ABD Başkanı Donald Trump’ın emriyle 15 Mart’ta Yemen’de İran destekli Husi hedeflerine yönelik başlatılan askeri operasyonun hemen öncesinde, Trump yönetiminin üst düzey yetkililerinin bir gazetecinin de bulunduğu özel mesajlaşma grubunda savaş planlarını paylaştığı ortaya çıktı.
Reuters’ta yer alan habere göre The Atlantic dergisinin Genel Yayın Yönetmeni Jeffrey Goldberg, 13 Mart’ta “Houthi PC small group” adlı Signal sohbet grubuna yanlışlıkla davet edildiğini ve burada ulusal güvenlik danışmanı Mike Waltz’un, yardımcısı Alex Wong’a operasyonu koordine edecek bir “kaplan ekibi” kurma talimatı verdiğini yazdı.
Goldberg’in iddialarına göre, Savunma Bakanı Pete Hegseth, saldırıların başlamasından sadece saatler önce gruba operasyonun hedefleri, kullanılacak silahlar ve saldırı sıralaması gibi detayları içeren mesajlar gönderdi. Hegseth ise bu iddiayı reddederek, “Kimse orada savaş planı paylaşmadı” dedi. Ancak Goldberg, CNN’e verdiği röportajda, “Bu bir yalan. Savaş planları mesajla gönderildi” ifadelerini kullandı.
Beyaz Saray: Mesajlaşmalar gerçek görünüyor
Ulusal Güvenlik Konseyi Sözcüsü Brian Hughes, mesajlaşmanın “gerçek göründüğünü” ve yanlışlıkla bir kişinin gruba eklenmiş olabileceğini söyledi. “Bu mesajlar, üst düzey yetkililer arasındaki derin politika koordinasyonunun bir göstergesidir. Operasyonun başarısı, ulusal güvenliğe bir tehdit oluşmadığını göstermektedir” dedi.

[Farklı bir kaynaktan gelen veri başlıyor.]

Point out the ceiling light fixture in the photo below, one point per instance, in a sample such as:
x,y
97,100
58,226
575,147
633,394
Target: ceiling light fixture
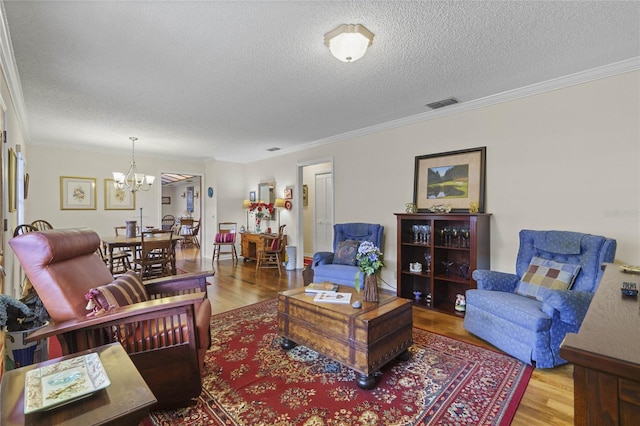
x,y
133,181
348,42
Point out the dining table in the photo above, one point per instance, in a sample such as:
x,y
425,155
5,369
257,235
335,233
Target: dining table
x,y
113,242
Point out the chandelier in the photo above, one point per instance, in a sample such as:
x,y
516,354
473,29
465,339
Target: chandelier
x,y
133,181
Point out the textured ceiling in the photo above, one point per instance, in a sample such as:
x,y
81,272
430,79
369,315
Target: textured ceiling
x,y
229,80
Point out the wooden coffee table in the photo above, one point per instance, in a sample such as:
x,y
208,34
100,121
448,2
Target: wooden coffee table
x,y
363,339
124,402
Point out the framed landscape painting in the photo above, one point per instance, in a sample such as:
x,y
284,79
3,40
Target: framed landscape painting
x,y
453,178
77,193
117,199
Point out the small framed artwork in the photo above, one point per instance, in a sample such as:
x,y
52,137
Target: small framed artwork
x,y
453,178
77,193
116,198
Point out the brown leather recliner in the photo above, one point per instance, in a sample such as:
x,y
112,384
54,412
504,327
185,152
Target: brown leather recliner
x,y
166,336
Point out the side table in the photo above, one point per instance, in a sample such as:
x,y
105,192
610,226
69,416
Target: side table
x,y
125,402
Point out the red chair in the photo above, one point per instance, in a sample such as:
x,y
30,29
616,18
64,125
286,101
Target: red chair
x,y
163,324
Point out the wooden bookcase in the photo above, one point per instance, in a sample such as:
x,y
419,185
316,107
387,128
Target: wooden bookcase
x,y
448,241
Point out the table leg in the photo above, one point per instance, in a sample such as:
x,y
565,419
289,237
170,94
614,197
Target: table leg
x,y
111,259
288,344
366,381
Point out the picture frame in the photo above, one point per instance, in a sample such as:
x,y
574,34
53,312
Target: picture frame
x,y
455,178
77,193
118,199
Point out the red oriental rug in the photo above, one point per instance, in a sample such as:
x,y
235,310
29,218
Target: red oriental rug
x,y
251,380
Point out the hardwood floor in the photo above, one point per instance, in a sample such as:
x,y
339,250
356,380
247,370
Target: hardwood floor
x,y
548,399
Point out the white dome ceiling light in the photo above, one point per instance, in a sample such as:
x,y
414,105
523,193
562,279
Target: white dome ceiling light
x,y
348,42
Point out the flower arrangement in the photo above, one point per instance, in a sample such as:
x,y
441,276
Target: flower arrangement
x,y
369,259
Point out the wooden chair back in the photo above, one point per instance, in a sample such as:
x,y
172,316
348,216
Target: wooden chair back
x,y
155,256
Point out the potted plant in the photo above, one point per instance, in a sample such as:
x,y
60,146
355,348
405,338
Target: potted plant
x,y
369,258
19,318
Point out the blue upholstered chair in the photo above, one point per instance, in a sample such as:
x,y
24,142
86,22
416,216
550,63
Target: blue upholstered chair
x,y
519,313
340,266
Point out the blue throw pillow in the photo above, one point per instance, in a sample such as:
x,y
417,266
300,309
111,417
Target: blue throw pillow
x,y
346,253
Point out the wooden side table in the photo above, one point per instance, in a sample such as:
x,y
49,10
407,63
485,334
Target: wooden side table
x,y
125,402
606,355
250,243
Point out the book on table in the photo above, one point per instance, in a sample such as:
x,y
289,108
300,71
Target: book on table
x,y
332,297
317,287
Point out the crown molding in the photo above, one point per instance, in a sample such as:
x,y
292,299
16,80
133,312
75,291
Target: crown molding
x,y
10,70
605,71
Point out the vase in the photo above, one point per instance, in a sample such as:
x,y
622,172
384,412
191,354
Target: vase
x,y
371,288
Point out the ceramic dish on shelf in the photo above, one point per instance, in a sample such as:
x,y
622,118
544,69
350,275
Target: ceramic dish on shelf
x,y
63,382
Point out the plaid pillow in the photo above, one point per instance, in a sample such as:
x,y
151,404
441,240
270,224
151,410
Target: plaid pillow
x,y
544,275
346,253
124,290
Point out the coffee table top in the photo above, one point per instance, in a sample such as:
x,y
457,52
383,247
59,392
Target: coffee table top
x,y
127,394
300,294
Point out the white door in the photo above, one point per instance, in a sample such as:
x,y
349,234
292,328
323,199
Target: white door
x,y
323,202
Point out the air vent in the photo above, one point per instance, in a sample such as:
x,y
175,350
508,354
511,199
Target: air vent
x,y
442,103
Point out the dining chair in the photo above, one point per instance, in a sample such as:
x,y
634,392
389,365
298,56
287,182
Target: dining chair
x,y
155,256
270,255
120,259
168,221
41,225
226,237
188,226
122,230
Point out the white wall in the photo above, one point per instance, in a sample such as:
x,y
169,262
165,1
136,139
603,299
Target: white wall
x,y
45,166
567,159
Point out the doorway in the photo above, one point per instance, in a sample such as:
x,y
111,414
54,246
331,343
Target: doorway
x,y
316,215
181,195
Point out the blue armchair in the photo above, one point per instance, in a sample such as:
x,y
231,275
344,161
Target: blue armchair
x,y
340,266
526,314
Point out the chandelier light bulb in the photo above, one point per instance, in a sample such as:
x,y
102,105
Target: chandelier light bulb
x,y
133,181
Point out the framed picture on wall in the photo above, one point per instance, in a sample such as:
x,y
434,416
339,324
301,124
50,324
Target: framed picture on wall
x,y
77,193
116,198
453,178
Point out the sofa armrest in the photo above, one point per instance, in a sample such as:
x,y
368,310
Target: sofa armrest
x,y
496,281
572,305
178,284
322,258
154,308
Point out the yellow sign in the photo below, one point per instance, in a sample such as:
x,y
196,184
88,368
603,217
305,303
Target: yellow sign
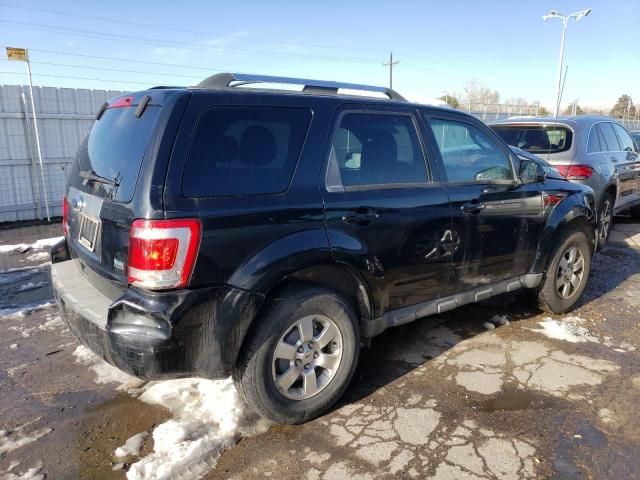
x,y
17,54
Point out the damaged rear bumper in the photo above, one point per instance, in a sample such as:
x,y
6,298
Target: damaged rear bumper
x,y
156,335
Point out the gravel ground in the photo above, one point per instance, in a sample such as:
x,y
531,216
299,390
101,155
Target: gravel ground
x,y
488,391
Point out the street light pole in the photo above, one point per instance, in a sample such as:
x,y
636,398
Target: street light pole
x,y
560,61
565,22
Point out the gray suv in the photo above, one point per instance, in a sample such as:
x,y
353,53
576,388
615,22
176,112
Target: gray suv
x,y
590,149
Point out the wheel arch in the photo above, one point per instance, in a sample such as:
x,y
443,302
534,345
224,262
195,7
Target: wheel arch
x,y
570,214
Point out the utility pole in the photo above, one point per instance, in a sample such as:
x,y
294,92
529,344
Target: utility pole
x,y
22,55
390,64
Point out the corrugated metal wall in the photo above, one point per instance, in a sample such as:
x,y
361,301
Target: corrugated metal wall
x,y
64,116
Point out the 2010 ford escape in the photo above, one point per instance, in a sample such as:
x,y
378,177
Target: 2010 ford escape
x,y
227,229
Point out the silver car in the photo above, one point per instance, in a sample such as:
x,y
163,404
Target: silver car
x,y
590,149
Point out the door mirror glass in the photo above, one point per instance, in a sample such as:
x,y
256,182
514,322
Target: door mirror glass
x,y
531,172
493,173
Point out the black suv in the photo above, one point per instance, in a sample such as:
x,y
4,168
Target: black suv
x,y
226,229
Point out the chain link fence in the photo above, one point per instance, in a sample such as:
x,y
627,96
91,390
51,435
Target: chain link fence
x,y
489,112
64,115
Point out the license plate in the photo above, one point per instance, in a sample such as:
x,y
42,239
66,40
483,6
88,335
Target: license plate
x,y
88,232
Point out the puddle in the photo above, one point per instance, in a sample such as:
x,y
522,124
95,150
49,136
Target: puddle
x,y
514,400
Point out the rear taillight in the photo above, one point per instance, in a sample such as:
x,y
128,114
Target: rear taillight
x,y
65,216
552,199
121,102
162,252
575,172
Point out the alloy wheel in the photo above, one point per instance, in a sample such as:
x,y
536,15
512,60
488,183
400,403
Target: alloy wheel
x,y
570,272
307,357
605,220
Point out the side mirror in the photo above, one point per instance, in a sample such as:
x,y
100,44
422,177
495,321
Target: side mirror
x,y
531,172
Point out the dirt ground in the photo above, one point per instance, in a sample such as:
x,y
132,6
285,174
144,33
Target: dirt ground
x,y
492,391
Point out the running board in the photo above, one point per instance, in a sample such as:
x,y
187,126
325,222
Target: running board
x,y
405,315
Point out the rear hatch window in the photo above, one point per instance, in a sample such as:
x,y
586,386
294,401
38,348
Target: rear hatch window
x,y
536,138
114,149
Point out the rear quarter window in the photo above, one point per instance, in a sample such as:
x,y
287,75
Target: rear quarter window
x,y
244,151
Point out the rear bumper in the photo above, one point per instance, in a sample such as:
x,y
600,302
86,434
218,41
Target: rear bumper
x,y
156,335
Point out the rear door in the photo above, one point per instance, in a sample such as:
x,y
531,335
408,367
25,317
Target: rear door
x,y
613,154
501,218
386,213
628,166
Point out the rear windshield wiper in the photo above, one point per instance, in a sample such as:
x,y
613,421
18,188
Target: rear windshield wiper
x,y
91,176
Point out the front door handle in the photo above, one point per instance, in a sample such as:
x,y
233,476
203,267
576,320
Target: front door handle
x,y
360,216
472,207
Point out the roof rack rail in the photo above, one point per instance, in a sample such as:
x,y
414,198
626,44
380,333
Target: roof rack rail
x,y
224,80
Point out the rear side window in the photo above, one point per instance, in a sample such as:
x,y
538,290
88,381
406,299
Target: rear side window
x,y
536,138
625,140
244,151
376,149
595,143
609,137
115,147
469,154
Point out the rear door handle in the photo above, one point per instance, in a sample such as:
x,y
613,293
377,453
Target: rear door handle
x,y
472,207
360,216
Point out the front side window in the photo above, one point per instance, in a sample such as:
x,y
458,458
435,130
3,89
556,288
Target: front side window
x,y
376,149
536,138
244,151
624,139
469,154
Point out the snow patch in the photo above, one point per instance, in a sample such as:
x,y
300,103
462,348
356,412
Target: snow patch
x,y
52,322
25,247
567,329
500,320
13,439
208,417
132,446
14,311
32,473
104,372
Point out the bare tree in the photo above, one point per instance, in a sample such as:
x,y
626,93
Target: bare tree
x,y
475,92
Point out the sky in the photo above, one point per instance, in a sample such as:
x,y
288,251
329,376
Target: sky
x,y
504,45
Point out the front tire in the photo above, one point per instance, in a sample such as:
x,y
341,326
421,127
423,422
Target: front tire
x,y
300,357
567,274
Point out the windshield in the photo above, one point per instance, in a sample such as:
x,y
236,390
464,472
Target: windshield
x,y
115,147
536,138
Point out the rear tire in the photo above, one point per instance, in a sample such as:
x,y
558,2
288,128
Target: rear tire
x,y
289,378
605,219
634,212
567,273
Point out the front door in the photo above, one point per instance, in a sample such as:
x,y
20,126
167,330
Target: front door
x,y
385,215
627,166
502,219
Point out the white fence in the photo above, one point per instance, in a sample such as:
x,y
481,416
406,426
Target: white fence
x,y
64,116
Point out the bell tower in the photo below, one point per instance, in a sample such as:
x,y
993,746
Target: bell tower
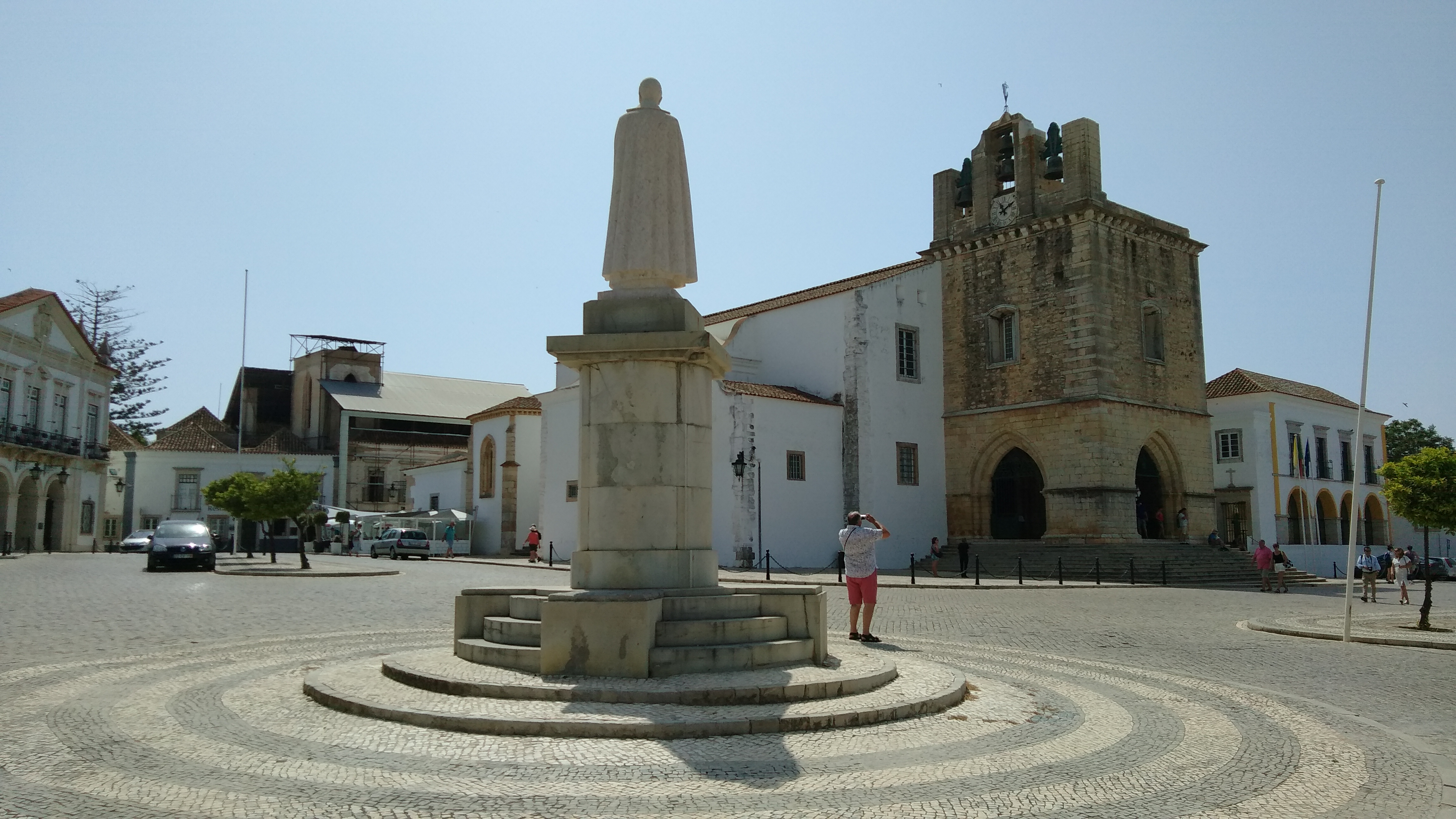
x,y
1074,347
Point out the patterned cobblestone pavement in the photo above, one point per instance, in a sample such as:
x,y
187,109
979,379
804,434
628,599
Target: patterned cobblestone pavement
x,y
130,694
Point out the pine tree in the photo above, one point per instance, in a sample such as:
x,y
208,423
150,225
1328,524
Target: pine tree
x,y
107,324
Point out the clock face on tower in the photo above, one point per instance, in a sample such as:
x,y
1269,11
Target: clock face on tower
x,y
1004,210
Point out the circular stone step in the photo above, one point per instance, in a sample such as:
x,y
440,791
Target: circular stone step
x,y
848,674
357,687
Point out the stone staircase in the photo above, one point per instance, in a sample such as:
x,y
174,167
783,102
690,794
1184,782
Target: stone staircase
x,y
1186,565
698,634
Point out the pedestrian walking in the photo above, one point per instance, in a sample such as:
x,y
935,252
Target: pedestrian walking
x,y
1369,569
1265,559
861,570
533,543
1403,573
1280,565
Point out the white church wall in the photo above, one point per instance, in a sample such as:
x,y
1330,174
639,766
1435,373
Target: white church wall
x,y
800,518
561,432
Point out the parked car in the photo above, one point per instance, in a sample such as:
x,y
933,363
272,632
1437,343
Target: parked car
x,y
401,544
137,541
183,544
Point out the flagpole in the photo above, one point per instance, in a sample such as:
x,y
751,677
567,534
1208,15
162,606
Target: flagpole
x,y
1359,441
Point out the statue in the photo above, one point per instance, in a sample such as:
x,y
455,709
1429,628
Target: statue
x,y
1052,152
963,186
650,228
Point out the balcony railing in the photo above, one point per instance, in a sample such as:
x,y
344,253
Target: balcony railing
x,y
33,438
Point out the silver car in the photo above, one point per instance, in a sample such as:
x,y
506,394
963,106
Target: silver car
x,y
181,544
137,541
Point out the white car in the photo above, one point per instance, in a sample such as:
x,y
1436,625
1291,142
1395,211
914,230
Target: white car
x,y
399,544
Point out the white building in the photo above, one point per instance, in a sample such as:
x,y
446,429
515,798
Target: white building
x,y
54,396
164,482
1285,467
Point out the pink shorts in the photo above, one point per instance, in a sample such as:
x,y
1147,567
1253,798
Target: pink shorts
x,y
863,589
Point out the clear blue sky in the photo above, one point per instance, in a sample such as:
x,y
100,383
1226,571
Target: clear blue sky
x,y
436,175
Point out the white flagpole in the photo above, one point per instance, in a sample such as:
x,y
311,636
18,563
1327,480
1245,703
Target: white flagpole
x,y
1359,442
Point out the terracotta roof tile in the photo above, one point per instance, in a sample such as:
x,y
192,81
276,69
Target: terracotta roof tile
x,y
522,404
777,391
815,292
1244,382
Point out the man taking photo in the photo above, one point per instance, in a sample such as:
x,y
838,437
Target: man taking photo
x,y
861,570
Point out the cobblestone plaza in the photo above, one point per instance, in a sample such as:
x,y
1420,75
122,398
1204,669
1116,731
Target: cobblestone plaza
x,y
133,694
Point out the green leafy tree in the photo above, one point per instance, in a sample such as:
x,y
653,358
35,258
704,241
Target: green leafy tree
x,y
235,496
1410,436
107,324
289,493
1422,489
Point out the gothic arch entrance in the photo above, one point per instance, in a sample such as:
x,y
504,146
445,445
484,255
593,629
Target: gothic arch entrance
x,y
1150,496
1018,508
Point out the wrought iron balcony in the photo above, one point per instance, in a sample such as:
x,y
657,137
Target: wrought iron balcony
x,y
33,438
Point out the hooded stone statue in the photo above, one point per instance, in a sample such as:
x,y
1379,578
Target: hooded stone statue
x,y
650,228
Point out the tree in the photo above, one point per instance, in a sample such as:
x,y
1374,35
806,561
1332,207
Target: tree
x,y
107,325
1422,489
1410,436
235,496
289,493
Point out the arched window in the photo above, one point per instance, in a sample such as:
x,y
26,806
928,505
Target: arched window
x,y
487,467
1152,331
1002,336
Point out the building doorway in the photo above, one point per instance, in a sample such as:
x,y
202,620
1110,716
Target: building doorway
x,y
1018,508
1150,496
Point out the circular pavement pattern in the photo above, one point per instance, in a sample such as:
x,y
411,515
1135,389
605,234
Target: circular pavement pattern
x,y
226,731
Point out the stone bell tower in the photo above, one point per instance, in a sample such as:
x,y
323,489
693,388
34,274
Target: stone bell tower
x,y
1074,349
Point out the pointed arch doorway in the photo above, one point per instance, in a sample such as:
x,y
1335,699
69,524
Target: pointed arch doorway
x,y
1018,508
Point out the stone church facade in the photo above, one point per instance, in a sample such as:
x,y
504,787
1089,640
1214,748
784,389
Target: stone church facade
x,y
1074,349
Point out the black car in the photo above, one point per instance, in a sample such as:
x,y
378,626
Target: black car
x,y
181,544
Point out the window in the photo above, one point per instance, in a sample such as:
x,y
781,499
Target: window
x,y
1002,336
375,490
33,407
796,465
488,467
92,423
908,464
1152,333
59,415
1231,445
908,353
187,498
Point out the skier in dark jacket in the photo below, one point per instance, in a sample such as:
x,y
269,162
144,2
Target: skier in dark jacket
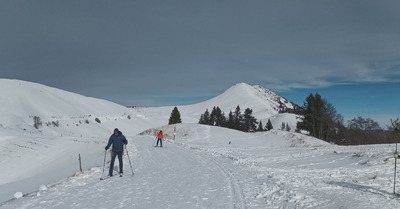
x,y
117,140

Beyaz Saray, olayın ardından Trump’ın bilgilendirildiğini ve soruşturmanın sürdüğünü duyurdu. Trump ise gazetecilere verdiği kısa açıklamada, “Hiçbir şey bilmiyorum. The Atlantic’in de pek hayranı değilim” demekle yetindi.
Demokratlardan sert tepki: Kongre soruşturması isteniyor
Olay, ABD siyasetinde büyük yankı uyandırırken, Demokrat senatörler konunun ulusal güvenlik açısından ciddi bir ihlal olduğunu savunarak Kongre’nin devreye girmesini talep etti.
Senato Demokrat Lideri Chuck Schumer, “Bu, son yıllarda okuduğum en büyük askeri istihbarat ihlallerinden biri. Bu konunun peşini bırakmayacağız” dedi. Cumhuriyetçi Senatör John Thune da “Her şeyi öğrenmeliyiz. Bu konuda bir plan hazırlayacağız” açıklamasında bulundu.
Signal mesajlaşma uygulaması tartışma yarattı
Sızan mesajların Signal uygulamasında, kendi kendini imha eden mesajlarla gönderildiği öne sürülürken, bu durum federal arşiv yasalarının da ihlal edilmiş olabileceği yönünde tartışmaları beraberinde getirdi. ABD yasalarına göre gizli bilgilerin uygunsuz biçimde paylaşılması suç teşkil edebilir.
Signal’in devlet sistemlerine entegre olmayan bağımsız bir platform olması, uygulamanın Beyaz Saray güvenlik protokollerine aykırı biçimde kullanıldığı eleştirilerine neden oldu.
Demokrat Senatör Elizabeth Warren, Signal üzerinden ulusal güvenlik meselelerinin tartışılmasını “açıkça yasa dışı ve inanılmaz derecede tehlikeli” olarak nitelendirdi. Senatör Chris Coons ise “Bu mesajlaşma zincirinde yer alan herkes — kazaen bile olsa — yasa ihlali yapmıştır ve normal şartlarda bu hapis cezası gerektirir” dedi.
Şimdilik Beyaz Saray cephesinden görevden alma ya da istifa sinyali verilmezken, Trump yönetimi olayın büyümemesi için süreci izliyor.